A customer was in need of rebuilding motor winding equipment. Their desire was to retrofit an older machine with a new control system which would provide the user easy set-up and flexibility to run a wide variety of parts. Three axes perform the principle winding, while up to five additional axes perform set-up operations. The principle axis was a 48” travel linear motor which cams with a rotary motor during the winding operations.
Some of the machines require five axes of motion and others have seven. The customer needed a controller that could handle both applications and wanted to eliminate the need for a PLC if possible. This particular machine also required an operator display which would allow the operator to enter new recipes. In addition, the camming operation added an extra degree of complexity to the motion.

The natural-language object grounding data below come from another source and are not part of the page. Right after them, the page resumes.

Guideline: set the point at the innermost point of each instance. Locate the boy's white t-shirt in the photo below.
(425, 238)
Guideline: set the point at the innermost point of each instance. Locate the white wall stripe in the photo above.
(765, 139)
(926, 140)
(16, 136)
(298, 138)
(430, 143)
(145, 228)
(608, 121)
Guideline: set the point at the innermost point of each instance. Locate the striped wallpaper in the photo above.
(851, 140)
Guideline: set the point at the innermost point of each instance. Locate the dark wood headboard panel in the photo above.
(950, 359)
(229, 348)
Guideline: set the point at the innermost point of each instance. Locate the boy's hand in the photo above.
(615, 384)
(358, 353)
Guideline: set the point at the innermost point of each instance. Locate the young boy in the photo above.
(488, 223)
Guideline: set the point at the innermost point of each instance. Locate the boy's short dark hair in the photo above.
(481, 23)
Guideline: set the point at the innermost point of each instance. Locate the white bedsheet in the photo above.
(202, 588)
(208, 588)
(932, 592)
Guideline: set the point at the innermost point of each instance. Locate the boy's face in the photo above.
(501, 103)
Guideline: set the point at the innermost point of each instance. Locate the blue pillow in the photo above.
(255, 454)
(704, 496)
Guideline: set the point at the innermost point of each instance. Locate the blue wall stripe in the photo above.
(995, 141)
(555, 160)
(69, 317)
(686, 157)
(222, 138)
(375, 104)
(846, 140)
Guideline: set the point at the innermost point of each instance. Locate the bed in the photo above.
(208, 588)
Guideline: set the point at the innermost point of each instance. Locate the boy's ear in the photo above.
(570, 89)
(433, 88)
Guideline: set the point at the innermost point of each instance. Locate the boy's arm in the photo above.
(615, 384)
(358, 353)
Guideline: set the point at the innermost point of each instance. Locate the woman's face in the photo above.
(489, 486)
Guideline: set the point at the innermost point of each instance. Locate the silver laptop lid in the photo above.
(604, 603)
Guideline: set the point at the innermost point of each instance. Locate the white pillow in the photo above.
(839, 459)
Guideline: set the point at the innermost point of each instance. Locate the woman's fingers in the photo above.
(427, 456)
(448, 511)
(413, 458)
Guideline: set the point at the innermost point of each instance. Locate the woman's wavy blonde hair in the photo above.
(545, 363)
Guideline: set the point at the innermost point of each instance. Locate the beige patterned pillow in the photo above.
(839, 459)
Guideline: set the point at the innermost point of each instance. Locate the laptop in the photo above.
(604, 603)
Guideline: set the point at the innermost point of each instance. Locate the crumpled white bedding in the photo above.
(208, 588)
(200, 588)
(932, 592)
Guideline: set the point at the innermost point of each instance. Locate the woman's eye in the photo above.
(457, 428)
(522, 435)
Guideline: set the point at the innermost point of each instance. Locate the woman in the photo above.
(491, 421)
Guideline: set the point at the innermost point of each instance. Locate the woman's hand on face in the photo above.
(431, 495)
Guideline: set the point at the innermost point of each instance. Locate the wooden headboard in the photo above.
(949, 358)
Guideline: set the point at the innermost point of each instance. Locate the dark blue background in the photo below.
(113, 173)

A Parker ACR9000 acted as the motion and the machine controller. This unit is capable of handling up to eight axes which made handling the customer’s axes needs simple. The necessary maching I/O was handled via remote CAN-bus I/O. A CTC InteractX display handled the operator input and also stored the recipes which were downloaded at the start of each part.
ACR9000: A powerful motion controller which requires a great deal of experience to utilize to its fullest. Very few programmers understand its camming capabilities.

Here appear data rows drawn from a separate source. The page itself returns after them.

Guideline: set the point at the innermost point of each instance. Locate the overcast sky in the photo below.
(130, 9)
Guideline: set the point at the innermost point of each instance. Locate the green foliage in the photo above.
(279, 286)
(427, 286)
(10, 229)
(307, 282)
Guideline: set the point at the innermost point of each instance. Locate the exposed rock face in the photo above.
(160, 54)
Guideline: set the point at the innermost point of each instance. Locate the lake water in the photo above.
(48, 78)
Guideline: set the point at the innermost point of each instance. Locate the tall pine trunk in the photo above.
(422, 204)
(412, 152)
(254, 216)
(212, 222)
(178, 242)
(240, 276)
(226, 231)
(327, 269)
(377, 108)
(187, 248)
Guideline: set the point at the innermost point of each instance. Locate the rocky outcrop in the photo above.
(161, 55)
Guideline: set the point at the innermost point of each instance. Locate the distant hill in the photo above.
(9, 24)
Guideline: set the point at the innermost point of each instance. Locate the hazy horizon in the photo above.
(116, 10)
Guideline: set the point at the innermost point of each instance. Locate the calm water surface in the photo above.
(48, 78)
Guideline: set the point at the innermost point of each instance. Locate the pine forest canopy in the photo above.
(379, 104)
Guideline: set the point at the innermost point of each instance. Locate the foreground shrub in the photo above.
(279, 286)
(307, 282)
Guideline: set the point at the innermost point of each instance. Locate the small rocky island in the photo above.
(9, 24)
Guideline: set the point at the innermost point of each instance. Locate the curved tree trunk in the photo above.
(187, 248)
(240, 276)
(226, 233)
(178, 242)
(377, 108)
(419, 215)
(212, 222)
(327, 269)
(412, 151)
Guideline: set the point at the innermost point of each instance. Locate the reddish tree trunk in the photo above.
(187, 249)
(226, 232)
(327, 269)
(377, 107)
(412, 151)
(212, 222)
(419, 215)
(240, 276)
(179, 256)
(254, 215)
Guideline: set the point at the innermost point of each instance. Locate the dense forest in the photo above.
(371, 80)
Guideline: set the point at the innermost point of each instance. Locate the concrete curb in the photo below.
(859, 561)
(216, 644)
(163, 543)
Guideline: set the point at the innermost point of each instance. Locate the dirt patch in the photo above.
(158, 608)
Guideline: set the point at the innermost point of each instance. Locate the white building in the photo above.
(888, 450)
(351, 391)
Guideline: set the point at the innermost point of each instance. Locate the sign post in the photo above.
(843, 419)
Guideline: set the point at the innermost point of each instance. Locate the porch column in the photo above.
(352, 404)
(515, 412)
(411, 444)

CTC EPX display: Global takes great pride in its ability to build functional and aesthetically pleasing screens. This particular application contained screens that allowed the user to quickly cut, copy, and edit recipes so that the user can enter a great deal of data very quickly.

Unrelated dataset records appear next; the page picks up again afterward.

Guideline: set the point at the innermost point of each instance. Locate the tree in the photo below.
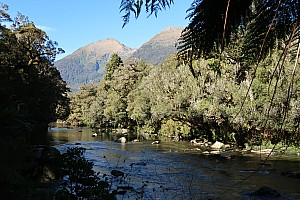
(34, 93)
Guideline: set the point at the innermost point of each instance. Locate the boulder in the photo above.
(117, 173)
(266, 193)
(292, 174)
(122, 140)
(217, 145)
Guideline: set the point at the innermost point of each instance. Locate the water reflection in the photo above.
(178, 170)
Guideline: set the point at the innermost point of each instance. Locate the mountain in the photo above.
(87, 64)
(159, 47)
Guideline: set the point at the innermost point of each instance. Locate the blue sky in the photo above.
(74, 24)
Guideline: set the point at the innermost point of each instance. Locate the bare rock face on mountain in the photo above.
(158, 48)
(87, 64)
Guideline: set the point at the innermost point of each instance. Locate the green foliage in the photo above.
(128, 6)
(82, 180)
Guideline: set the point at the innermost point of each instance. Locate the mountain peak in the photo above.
(171, 28)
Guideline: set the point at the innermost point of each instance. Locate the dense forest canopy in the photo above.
(31, 90)
(237, 82)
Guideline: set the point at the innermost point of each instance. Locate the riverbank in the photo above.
(180, 170)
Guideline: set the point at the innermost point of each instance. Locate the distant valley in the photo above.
(87, 64)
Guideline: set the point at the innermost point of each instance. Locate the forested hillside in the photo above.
(87, 64)
(170, 101)
(158, 48)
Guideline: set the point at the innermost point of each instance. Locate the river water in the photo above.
(179, 170)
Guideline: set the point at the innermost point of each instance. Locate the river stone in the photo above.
(217, 145)
(291, 174)
(122, 140)
(266, 193)
(116, 173)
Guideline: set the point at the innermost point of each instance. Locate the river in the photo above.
(179, 170)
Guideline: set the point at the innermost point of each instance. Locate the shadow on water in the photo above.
(178, 170)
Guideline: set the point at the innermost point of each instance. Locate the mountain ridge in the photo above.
(87, 64)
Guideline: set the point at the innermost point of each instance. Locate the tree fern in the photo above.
(135, 6)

VB: VisualBasic is commonly used at Global Controls. It becomes especially handy to perform little odds and ends that the HMI cannot perform out of the box. In the case here, it was vital to be able to calculate the motion data needed for the cam positions.
Global had the know-how to write both the motion code and machine control program within the ACR. More importantly, the HMI programming required was very involved as each recipe contained approximately 100 data items. With so much data, it was critical that the data entry was made as easy as possible to increase throughput. Once the data was entered, a VB application ran in the background to calculate the number of the positional parameters before downloading them to the ACR9000.